Sunday, October 17, 2010

What We Eat and How We Feel

I remember when the Internet first started, people were speculating that things like trade shows would go away completely.  Who needs to be in one place physically when you could do it virtually?  I do think that the role of trade shows is different these days, but I learn things there that I would never have known otherwise.  Here’s a smattering of what I learned at the Natural Products Expo this week.

Teraswhey is going to be featured in an upcoming book written by a psychiatrist who is using nutrition as part of how he treats his mentally ill patients.  When you think about it, that he anticipates that his book will be controversial in the psychiatric community says a lot about the dysfunction of our medical system.  Imagine someone who is bipolar who doesn’t work on regulating his or her blood sugar, for example.  He likes our whey specifically because it has the clean functionality he is looking for.  He uses it in a protein diet he recommends as part of a treatment regimen for treating depression.

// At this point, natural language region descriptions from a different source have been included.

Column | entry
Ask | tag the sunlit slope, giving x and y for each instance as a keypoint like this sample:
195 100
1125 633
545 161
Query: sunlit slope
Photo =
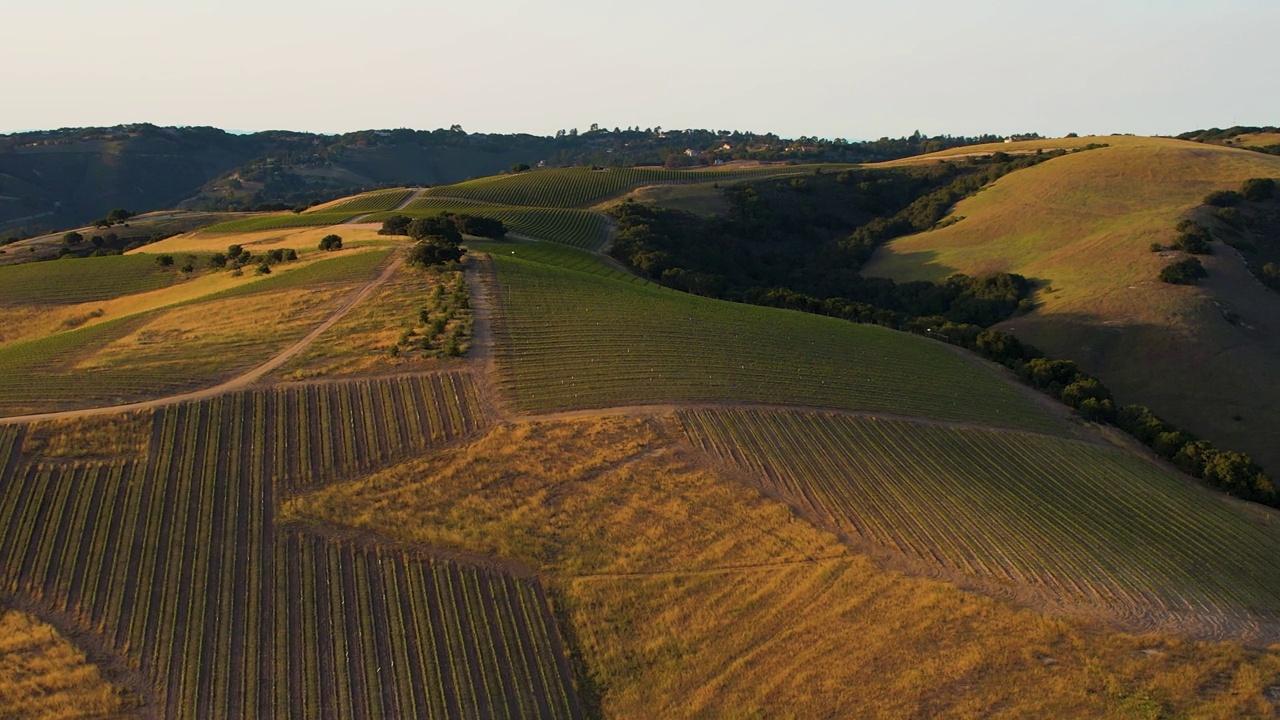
1082 226
568 340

An epidemiologist working with an HIV positive patient population told me that the side effects of the drugs and secondary illnesses experienced by his patients cause their absorption of protein to be severely limited.  It may take a patient consuming 120g of protein a day for their bodies to absorb half of that.  Since they are also likely to have stomach problems, the only way they can get enough protein is by supplementing with highly bio-available whey protein.  He likes teraswhey for his population because we have a range of flavors and our products aren’t chalky and taste great.

This is the year of the gluten-free cracker.  Lots of new brands and products were there.  I think it’s interesting that so many people are finding that they can’t digest gluten these days.  I also think it is interesting that people ask me whether my whey is gluten free.  I suppose its possible that people might add wheat gluten to a whey protein powder, but this is really more an issue that people have no idea where whey comes from.  I gather the average consumer doesn’t know that hamburger doesn’t come from anything other than a supermarket either so maybe this isn’t so odd.

All of this makes it clear to me that even the scientific world is starting to embrace the notion that what we eat really does impact how we feel.  That is a huge step forward.